Budget 2019 proposes significant additional funding of $100 million over five years and $20 million every year thereafter for the new horizons for seniors program. This additional funding will ensure that the program can continue to improve seniors' quality of life and better promote the participation and inclusion of older Canadians in their community and their workplace.
One more thing we are doing for seniors is making sure that those who are entitled to Canada pension plan benefits receive them. Isolation can have real consequences for seniors, including financial ones. Isolation or a lack of support are among the reasons why some seniors are late in applying for their pension or do not apply at all. They miss out on receiving their CPP benefits.
The CPP is a key pillar of Canada's retirement system. It provides retired Canadians with a secure, predictable income and peace of mind. Canadian workers currently need to apply to receive their CPP benefits. To help Canadian workers receive the full value of the CPP pension to which they contributed, the 2019 budget implementation bill would proactively enrol CPP contributors who are 70 or older in 2020 who are entitled to their pension. If they have not yet applied, they will receive their benefits. We will make sure that all seniors receive the CPP benefits they are entitled to.
We want to protect Canadians' pension plans. Budget 2019 goes even further so that those who contributed to a pension plan actually receive their benefits. Measures set out in this budget will ensure that the employer's defined benefit plan offers a stable and secure income and the dignified retirement Canadians expect after a lifetime of hard work.

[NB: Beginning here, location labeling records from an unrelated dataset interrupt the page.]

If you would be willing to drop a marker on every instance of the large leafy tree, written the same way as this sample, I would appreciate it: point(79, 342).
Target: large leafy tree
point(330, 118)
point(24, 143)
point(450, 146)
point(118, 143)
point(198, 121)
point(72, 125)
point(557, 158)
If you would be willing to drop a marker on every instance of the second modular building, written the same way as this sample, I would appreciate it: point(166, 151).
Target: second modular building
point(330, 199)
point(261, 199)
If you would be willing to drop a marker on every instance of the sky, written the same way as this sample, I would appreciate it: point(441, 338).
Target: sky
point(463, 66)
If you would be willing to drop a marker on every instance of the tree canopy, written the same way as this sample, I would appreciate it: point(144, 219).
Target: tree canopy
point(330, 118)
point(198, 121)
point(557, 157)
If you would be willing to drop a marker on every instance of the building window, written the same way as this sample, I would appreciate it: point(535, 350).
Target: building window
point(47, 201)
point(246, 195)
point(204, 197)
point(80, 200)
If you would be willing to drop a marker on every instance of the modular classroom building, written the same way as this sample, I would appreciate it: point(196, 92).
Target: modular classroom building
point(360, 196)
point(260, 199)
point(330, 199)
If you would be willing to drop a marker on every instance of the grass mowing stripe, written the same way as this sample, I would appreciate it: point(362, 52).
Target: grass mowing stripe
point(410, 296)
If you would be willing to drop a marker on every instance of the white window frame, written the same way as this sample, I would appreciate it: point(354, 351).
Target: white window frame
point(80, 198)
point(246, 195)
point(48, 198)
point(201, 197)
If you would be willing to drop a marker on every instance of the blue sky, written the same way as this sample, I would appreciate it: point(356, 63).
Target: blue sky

In recent years, we have seen how the security of some private pension plans is put at risk when an employer goes bankrupt. In order to give Canadians greater peace of mind about their retirement, the budget implementation bill proposes new measures to enhance the security of workplace pension plans in the event that the company goes bankrupt.
The measures proposed in Budget 2019 will make insolvency proceedings fairer, more transparent and more accessible for pensioners and workers. They will set higher expectations for, and better oversight of, the behaviour of federally incorporated firms. They will strengthen pension security and the viability of federally regulated pensions.
In summary, for our seniors, the 2019 budget proposals build on our government's strong record of ensuring retirement security for Canadians so that they can enjoy the dignified retirement they deserve after a lifetime of hard work. These proposals are also an important part of our government's plan to create an economy that works for everyone, including seniors.
There is one more very important thing in budget 2019. Our government is introducing the Canada training benefit, a new tool that will help working Canadians find the time and money to upgrade their skills and progress in their careers.
The benefit will enable working Canadians to take four weeks of training every four years and will provide up to $1,000 to help pay for training. The income support will help them cover loss of income. They will have the security of knowing they have a job to come back to when their training is done.
The bill before us proposes the first phase, the Canada training credit. For people who are currently in school, budget 2019 is also investing in 84,000 new work placements per year to help young people acquire new skills and build their resumés.
In closing, Canada's labour market and economy are evolving. With budget 2019 and Bill C-97, we are helping students and workers of all ages prepare for good jobs now and in the future.